I'm a little disappointed to find that even with the review and my flyering of my street show audience, I'm working to 6 people again in my solo show. Most of it is story telling, which is fine with a small audience, but some of the routines are really helped by atmosphere, and feel – at least to me – emptier when the laughs are sparser.
My mood dips a little, but not for long. However crappy any of my days at the fringe turn out to be, every night I'm headlining Vive Le Cabaret which is turning out to be a peach of a show – great core cast and brilliant special guest spots. I'm stunned and honoured that I'm closing this show every night, and Des O'Connor's astonishingly great compering assures that I always bounce on stage feeling like a star. 6 people or not.
The only reasonable way to round off a five show day at the fringe is, of course, with drink, so I put a little call out on twitter for people to come a hang out in the courtyard and have a lovely night in the company of Honey Wilde, Eastend Cabaret, Ed and Amelie, Cherry Loco and various other brilliant cabaret wierdos.
6th August
Bearing in mind that in Edinburgh (a) all the streets are on hills and (b) It's always bloody raining, I'm not sure why there isn't one part of town – the part where all the hills end – that just fills with water every day and drowns everyone there.
Comparitively slow day today – only three shows – and due to the drinking last night, it's well into the morning before I stir. Next door to my venue there is a good looking little cafe – all cramped tables and steamed up windows - and yesterday Kirsty, our fabulously enthusiastic stage manager, was raving about it, so I figure it's time for a nice big fry-up. The menu options are:
Big veggie breakfast
Bigger veggie breakfast
Biggest veggie breakfast
I opt for the biggest, and then add extra eggs and toast. It's great, and it's a pleasure to see a “Tattie scone” on my plate for the first time in a year. But then, beautiful tragedy: I am still hungry. Fuck it. I order macaroni cheese and chips as a chaser. Mmmm carbs.
Bitch Doctors today is great, really tightening up while still allowing for improv. I always love working with Des, but it's a huge treat to be sharing a stage with Helen Arney every night. She's just completely brilliant. A smart, silly and elegant performer, and gorgeous musically. If you don't know her stuff, seek her out.

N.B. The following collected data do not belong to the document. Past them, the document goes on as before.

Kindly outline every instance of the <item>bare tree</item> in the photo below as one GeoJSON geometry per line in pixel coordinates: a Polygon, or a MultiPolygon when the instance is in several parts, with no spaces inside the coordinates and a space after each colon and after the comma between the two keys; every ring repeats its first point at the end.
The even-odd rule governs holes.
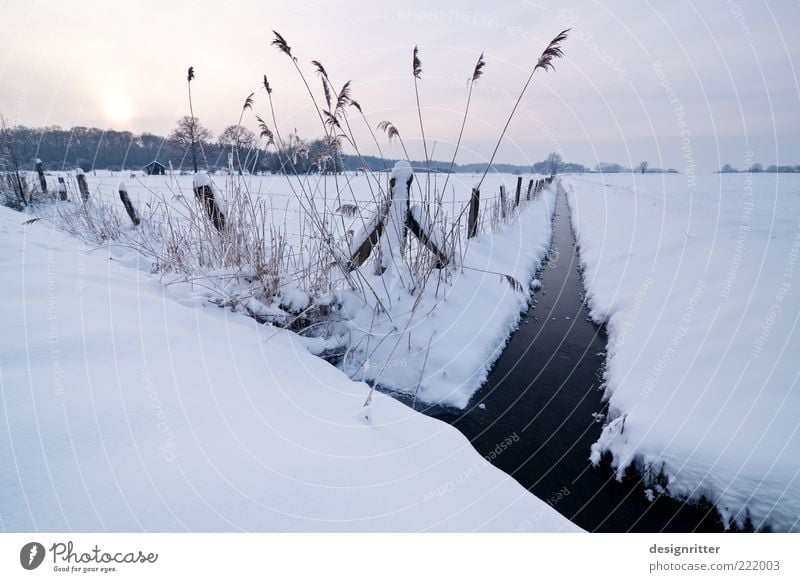
{"type": "Polygon", "coordinates": [[[225,147],[249,149],[256,144],[256,134],[241,125],[229,125],[219,134],[217,143],[225,147]]]}
{"type": "Polygon", "coordinates": [[[192,166],[197,171],[196,148],[202,148],[203,142],[214,139],[214,134],[206,129],[196,117],[184,116],[177,121],[177,127],[169,134],[169,141],[180,148],[182,155],[186,149],[192,152],[192,166]]]}
{"type": "MultiPolygon", "coordinates": [[[[21,143],[23,136],[16,127],[9,126],[5,117],[0,115],[0,172],[17,199],[16,205],[24,208],[28,205],[28,183],[20,164],[30,157],[29,148],[21,143]]],[[[30,145],[30,144],[28,144],[30,145]]],[[[0,184],[1,185],[1,184],[0,184]]]]}
{"type": "Polygon", "coordinates": [[[256,134],[241,125],[229,125],[217,139],[217,143],[223,148],[230,149],[236,169],[242,171],[242,153],[244,152],[245,162],[247,155],[256,146],[256,134]]]}
{"type": "Polygon", "coordinates": [[[648,164],[648,163],[647,163],[647,161],[641,162],[641,163],[639,164],[639,170],[641,170],[642,174],[644,174],[644,173],[647,171],[647,167],[648,167],[649,165],[650,165],[650,164],[648,164]]]}
{"type": "Polygon", "coordinates": [[[561,168],[563,163],[564,159],[559,153],[553,152],[547,156],[547,167],[550,168],[550,175],[555,176],[558,174],[558,170],[561,168]]]}

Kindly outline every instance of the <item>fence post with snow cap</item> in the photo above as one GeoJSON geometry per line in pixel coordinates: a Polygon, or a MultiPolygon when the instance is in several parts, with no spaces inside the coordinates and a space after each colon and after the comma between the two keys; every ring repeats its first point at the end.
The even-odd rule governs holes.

I'm having a day off from the Voodoo revue today, which means I can crack open a can of Relentless and sit at the back to watch. Halfway through the show, my producer taps my on the shoulder and whispers in my ear that one of the acts hasn't turned up, so could I do a spot. One hurried set-up later and I'm back on stage.

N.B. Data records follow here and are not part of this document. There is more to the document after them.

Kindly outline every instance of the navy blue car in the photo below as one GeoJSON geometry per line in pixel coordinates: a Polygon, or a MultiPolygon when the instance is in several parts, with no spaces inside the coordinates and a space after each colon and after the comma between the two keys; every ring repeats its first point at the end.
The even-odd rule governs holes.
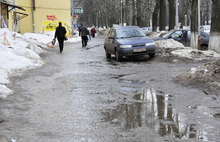
{"type": "Polygon", "coordinates": [[[138,26],[113,27],[105,37],[106,58],[115,55],[117,61],[123,56],[155,56],[154,41],[147,37],[138,26]]]}
{"type": "MultiPolygon", "coordinates": [[[[186,47],[190,47],[191,32],[188,29],[171,30],[159,38],[153,38],[154,41],[174,39],[186,47]]],[[[209,34],[201,31],[201,50],[207,50],[209,45],[209,34]]]]}

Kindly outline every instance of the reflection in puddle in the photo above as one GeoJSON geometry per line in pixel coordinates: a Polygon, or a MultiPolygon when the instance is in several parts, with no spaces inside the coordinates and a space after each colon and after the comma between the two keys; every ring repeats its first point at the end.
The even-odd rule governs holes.
{"type": "Polygon", "coordinates": [[[115,110],[107,113],[105,121],[124,126],[127,130],[149,127],[161,136],[202,139],[201,133],[194,129],[196,125],[188,124],[186,115],[177,112],[169,104],[172,96],[150,88],[142,88],[146,87],[144,82],[120,81],[120,83],[122,92],[133,94],[137,101],[117,106],[115,110]]]}

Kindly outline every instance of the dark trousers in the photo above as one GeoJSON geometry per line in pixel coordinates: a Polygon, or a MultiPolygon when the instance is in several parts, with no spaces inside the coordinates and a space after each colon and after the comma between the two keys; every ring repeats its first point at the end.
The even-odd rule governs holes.
{"type": "Polygon", "coordinates": [[[82,39],[82,47],[87,45],[87,36],[81,36],[82,39]]]}
{"type": "Polygon", "coordinates": [[[92,34],[92,37],[94,38],[94,37],[95,37],[95,34],[92,34]]]}
{"type": "Polygon", "coordinates": [[[63,38],[57,38],[58,42],[59,42],[59,47],[60,47],[60,52],[63,51],[63,43],[64,43],[64,39],[63,38]]]}

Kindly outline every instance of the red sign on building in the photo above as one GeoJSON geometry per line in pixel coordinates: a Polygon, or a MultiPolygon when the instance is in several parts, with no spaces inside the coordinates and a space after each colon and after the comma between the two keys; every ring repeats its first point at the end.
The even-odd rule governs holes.
{"type": "Polygon", "coordinates": [[[47,19],[52,21],[57,20],[55,15],[47,15],[47,19]]]}

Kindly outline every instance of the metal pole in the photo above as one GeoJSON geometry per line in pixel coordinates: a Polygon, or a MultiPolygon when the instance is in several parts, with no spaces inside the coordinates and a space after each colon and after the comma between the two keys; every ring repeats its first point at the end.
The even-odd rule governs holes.
{"type": "Polygon", "coordinates": [[[74,3],[73,3],[74,0],[72,0],[72,8],[71,8],[71,11],[72,11],[72,33],[73,33],[73,30],[74,30],[74,3]]]}
{"type": "Polygon", "coordinates": [[[198,0],[198,50],[201,50],[201,33],[200,33],[200,0],[198,0]]]}
{"type": "Polygon", "coordinates": [[[35,33],[35,22],[34,22],[34,4],[33,4],[33,0],[31,0],[31,6],[32,6],[33,33],[35,33]]]}
{"type": "Polygon", "coordinates": [[[73,12],[74,4],[73,4],[73,1],[74,1],[74,0],[72,0],[72,8],[71,8],[71,10],[72,10],[72,27],[73,27],[73,25],[74,25],[74,23],[73,23],[73,21],[74,21],[74,12],[73,12]]]}
{"type": "Polygon", "coordinates": [[[179,0],[176,0],[176,28],[175,29],[178,29],[178,27],[179,27],[178,5],[179,5],[179,0]]]}

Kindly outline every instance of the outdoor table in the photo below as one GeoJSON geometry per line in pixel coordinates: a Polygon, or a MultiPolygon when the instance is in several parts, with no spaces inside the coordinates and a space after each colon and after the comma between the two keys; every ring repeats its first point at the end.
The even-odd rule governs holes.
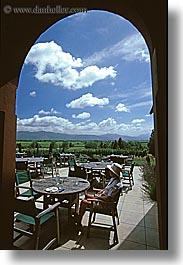
{"type": "Polygon", "coordinates": [[[81,163],[80,167],[83,167],[85,169],[103,171],[107,168],[108,165],[111,164],[112,162],[88,162],[88,163],[81,163]]]}
{"type": "Polygon", "coordinates": [[[40,163],[43,160],[44,157],[16,157],[16,162],[40,163]]]}
{"type": "Polygon", "coordinates": [[[76,177],[53,177],[32,182],[33,190],[44,195],[45,201],[47,196],[62,199],[66,195],[76,195],[76,212],[79,208],[79,193],[86,191],[89,187],[89,181],[76,177]]]}
{"type": "Polygon", "coordinates": [[[24,155],[26,155],[27,153],[25,152],[17,152],[16,153],[16,157],[23,157],[24,155]]]}
{"type": "Polygon", "coordinates": [[[80,164],[80,167],[86,170],[88,180],[91,181],[93,179],[98,179],[98,181],[102,184],[102,187],[104,187],[105,180],[110,178],[106,168],[111,164],[112,162],[88,162],[80,164]],[[101,175],[101,172],[105,173],[105,175],[101,175]]]}
{"type": "Polygon", "coordinates": [[[44,161],[44,157],[16,157],[16,168],[19,168],[19,165],[22,163],[28,164],[30,166],[30,169],[36,169],[36,172],[40,170],[40,167],[42,167],[42,163],[44,161]],[[31,167],[31,165],[33,166],[31,167]],[[41,165],[38,168],[38,165],[41,165]]]}
{"type": "Polygon", "coordinates": [[[110,155],[109,158],[114,163],[124,164],[125,163],[125,159],[127,159],[128,156],[125,156],[125,155],[110,155]]]}

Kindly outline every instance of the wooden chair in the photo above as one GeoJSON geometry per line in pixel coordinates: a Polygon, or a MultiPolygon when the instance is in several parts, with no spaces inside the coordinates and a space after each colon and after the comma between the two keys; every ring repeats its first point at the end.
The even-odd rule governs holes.
{"type": "Polygon", "coordinates": [[[60,207],[67,208],[68,209],[68,223],[71,223],[72,218],[72,206],[75,206],[75,214],[76,210],[79,207],[78,205],[78,198],[76,194],[70,194],[70,195],[63,195],[56,198],[55,196],[45,196],[45,205],[52,205],[56,202],[60,203],[60,207]]]}
{"type": "Polygon", "coordinates": [[[100,225],[100,227],[101,225],[109,226],[108,224],[104,223],[104,220],[102,223],[101,222],[97,223],[96,215],[97,214],[108,215],[112,217],[112,226],[110,225],[110,229],[111,231],[114,231],[113,243],[114,244],[118,243],[116,218],[118,220],[117,224],[119,224],[117,205],[118,205],[118,201],[119,201],[121,190],[122,190],[122,184],[120,183],[120,185],[116,187],[116,189],[117,191],[116,191],[116,196],[115,196],[114,201],[104,201],[100,198],[88,199],[91,201],[91,204],[92,204],[91,207],[89,208],[90,215],[89,215],[89,220],[88,220],[88,232],[87,232],[88,237],[90,236],[91,227],[97,227],[98,225],[100,225]],[[92,220],[92,216],[93,216],[93,220],[92,220]]]}
{"type": "Polygon", "coordinates": [[[16,161],[16,170],[28,170],[28,162],[16,161]]]}
{"type": "Polygon", "coordinates": [[[41,227],[51,220],[51,218],[55,217],[56,219],[56,237],[52,238],[44,248],[49,249],[55,242],[57,244],[60,243],[60,227],[59,227],[59,212],[58,207],[60,203],[57,202],[49,208],[39,211],[35,206],[35,198],[15,198],[14,200],[14,231],[18,233],[14,238],[14,242],[16,242],[20,237],[27,236],[32,237],[34,240],[33,249],[39,249],[39,239],[41,235],[41,227]],[[21,228],[20,223],[27,225],[27,229],[21,228]]]}
{"type": "Polygon", "coordinates": [[[74,165],[74,169],[72,170],[71,167],[69,167],[69,177],[78,177],[78,178],[83,178],[87,179],[87,173],[84,168],[81,168],[78,165],[74,165]]]}

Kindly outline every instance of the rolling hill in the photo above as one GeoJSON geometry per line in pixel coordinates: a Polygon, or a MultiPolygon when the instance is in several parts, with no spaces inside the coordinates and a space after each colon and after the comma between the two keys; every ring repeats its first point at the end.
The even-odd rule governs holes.
{"type": "Polygon", "coordinates": [[[124,141],[146,141],[149,140],[150,134],[138,136],[127,136],[118,134],[103,134],[103,135],[87,135],[87,134],[62,134],[53,132],[17,132],[17,140],[62,140],[62,141],[114,141],[122,138],[124,141]]]}

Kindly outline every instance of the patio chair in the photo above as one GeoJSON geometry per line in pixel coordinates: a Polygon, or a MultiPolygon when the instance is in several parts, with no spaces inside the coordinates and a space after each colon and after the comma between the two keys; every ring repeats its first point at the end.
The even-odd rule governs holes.
{"type": "Polygon", "coordinates": [[[128,157],[127,159],[125,159],[125,166],[131,166],[132,163],[133,163],[132,157],[128,157]]]}
{"type": "Polygon", "coordinates": [[[60,229],[59,229],[59,213],[58,206],[59,202],[50,206],[49,208],[40,211],[35,206],[35,198],[29,197],[24,200],[20,198],[15,198],[14,201],[14,231],[18,233],[13,242],[16,242],[20,237],[27,236],[32,237],[34,240],[33,249],[40,248],[40,236],[41,236],[41,228],[42,226],[51,220],[51,218],[55,217],[56,219],[56,237],[52,238],[43,250],[49,249],[55,242],[57,244],[60,243],[60,229]],[[20,224],[24,224],[21,226],[20,224]],[[26,228],[23,228],[26,227],[26,228]]]}
{"type": "Polygon", "coordinates": [[[76,165],[76,160],[74,158],[71,158],[68,160],[69,167],[74,167],[76,165]]]}
{"type": "Polygon", "coordinates": [[[53,174],[54,174],[54,170],[56,171],[56,168],[53,164],[53,159],[52,158],[45,158],[43,160],[43,176],[44,174],[50,174],[52,175],[53,177],[53,174]]]}
{"type": "Polygon", "coordinates": [[[104,201],[100,198],[94,198],[94,199],[88,199],[91,201],[91,207],[89,208],[90,215],[88,219],[88,231],[87,231],[87,236],[90,236],[90,230],[92,227],[101,227],[102,225],[107,226],[111,229],[111,231],[114,232],[114,237],[113,237],[113,243],[117,244],[118,243],[118,233],[117,233],[117,225],[116,225],[116,218],[117,218],[117,224],[119,225],[119,216],[118,216],[118,210],[117,210],[117,205],[118,201],[121,195],[122,191],[122,184],[120,183],[117,187],[117,193],[116,193],[116,198],[114,201],[104,201]],[[108,215],[112,217],[112,226],[109,224],[105,224],[105,219],[102,219],[100,222],[96,222],[96,217],[97,214],[101,215],[108,215]],[[93,216],[93,219],[92,219],[93,216]]]}
{"type": "Polygon", "coordinates": [[[87,173],[86,173],[85,169],[81,168],[78,165],[74,165],[74,169],[71,169],[71,167],[69,167],[68,176],[87,179],[87,173]]]}
{"type": "Polygon", "coordinates": [[[42,196],[41,194],[33,191],[32,178],[29,170],[16,170],[15,184],[16,196],[34,196],[35,199],[38,199],[42,196]]]}
{"type": "Polygon", "coordinates": [[[44,198],[44,204],[46,207],[48,205],[53,205],[56,202],[59,202],[59,207],[67,208],[68,209],[68,223],[71,223],[72,220],[72,207],[75,206],[74,211],[76,214],[76,209],[79,207],[78,205],[78,198],[76,194],[70,194],[70,195],[60,195],[59,197],[56,196],[45,196],[44,198]]]}
{"type": "Polygon", "coordinates": [[[134,178],[133,178],[133,170],[134,170],[135,163],[132,163],[130,169],[123,169],[122,170],[122,181],[124,185],[128,185],[129,189],[132,189],[134,185],[134,178]]]}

And then it's time for my solo show again – I'm hoping that I get at least seven in tonight, and am very happy to discover that I'm in the low twenties. That still might not sound like much, but it makes all the difference and or the first time this fringe I get to feel how the show should feel. Afterwards I cruise over to The Pleasance for Vive Le Cabaret in the pouring rain, with a big shiny grin on my face.
And who's on at Vive but the brilliant Norman Lovett, who you might know as Holly the computer from Red Dwarf. He's been going for ever, and is a wonderful stand-up. An act full of craft and art. Gentle, clever, thoughtful and silly. We go for a drink after the show – the last time I shared a bill with him was nearly 25 years ago in a tiny little London cabaret club – and he's a mensch. So great to be able to chat to him. This is one of the things that makes the fringe such a seductive and intoxicating place to be.